Trade Service will still provide pricing updates to distributors in legacy formats, such as floppy disks and magnetic tapes, and will continue sending price-file updates to distributors that don't join IDEA, but Decker expects prices for these services to increase as fewer distributors use them, and eventually it will make more sense for a distributor to just sign on with the IDW.

As the transition to the IDW progresses in the electrical industry, Trade Service will continue providing suggested retail prices to the end-user market and pricing services to distributors in other industries, such as plumbing and heating, ventilation and air conditioning (HVAC) distributors. The company has already begun telling distributors and vendors in those other industries about the electrical industry's IDW project, and hopes to get similar balls rolling for them.

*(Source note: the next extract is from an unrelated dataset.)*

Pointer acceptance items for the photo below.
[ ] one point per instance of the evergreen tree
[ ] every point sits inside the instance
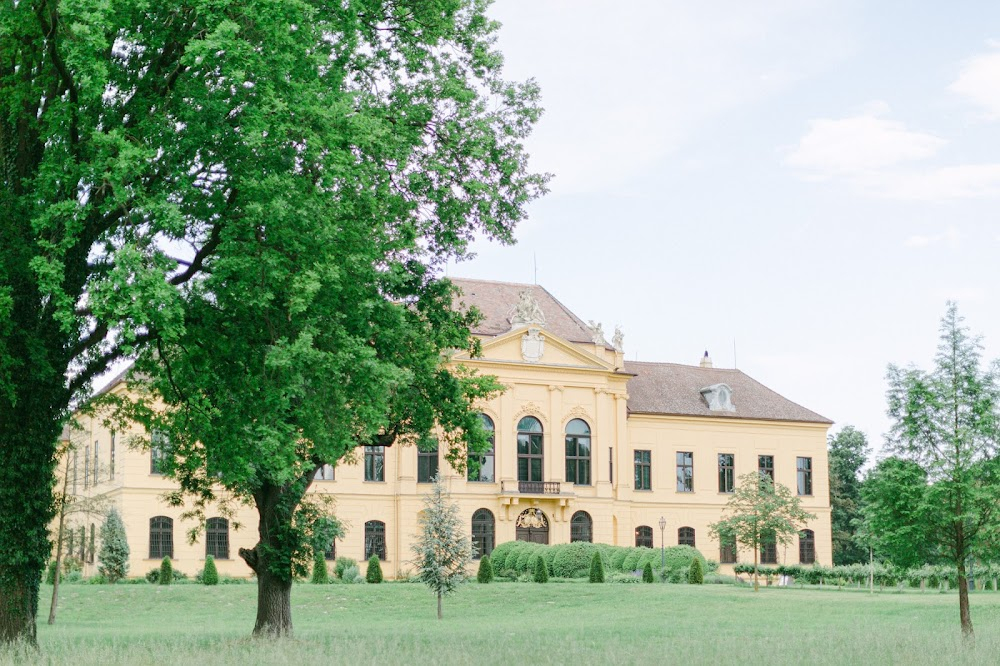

Meanwhile, in the electrical industry, Trade Service will be busy embracing the industry's information needs of the future. The company expects to roll out new products and services for the electrical industry that will take it further into the business of providing content that facilitates electronic commerce, Decker says.

Trade Service is in talks with developers of various procurement and electronic-commerce applications outside the electrical business to develop new content-based products. The company hopes to announce some new product and services soon, Decker says.

"Our business is built around content," Decker says. "We will continue to specialize in aggregating and publishing information. We will be providing more content that supports electronic commerce, especially descriptive content organized around the attributes of products. As Web order entry systems come online, we will have the data and the systems to support search and retrieval functions."

He pointed to a recent addition to the company's CatTrak CD-ROM catalog as an example. The disk now has capabilities for connecting the data on the disk to a manufacturer's Web site to retrieve updated catalog images and information.

These products and services will be added to the many information products Trade Service already provides, such as the CatTrak, the Tra-Ser product and pricing disks for the end-user market and the Virtual Warehouse online service where distributors can swap and sell overstock and obsolete products.

The company's continued focus, says Decker, will be on "the commerce aspects of content," with the ultimate goal of bringing buyers and sellers together in real time.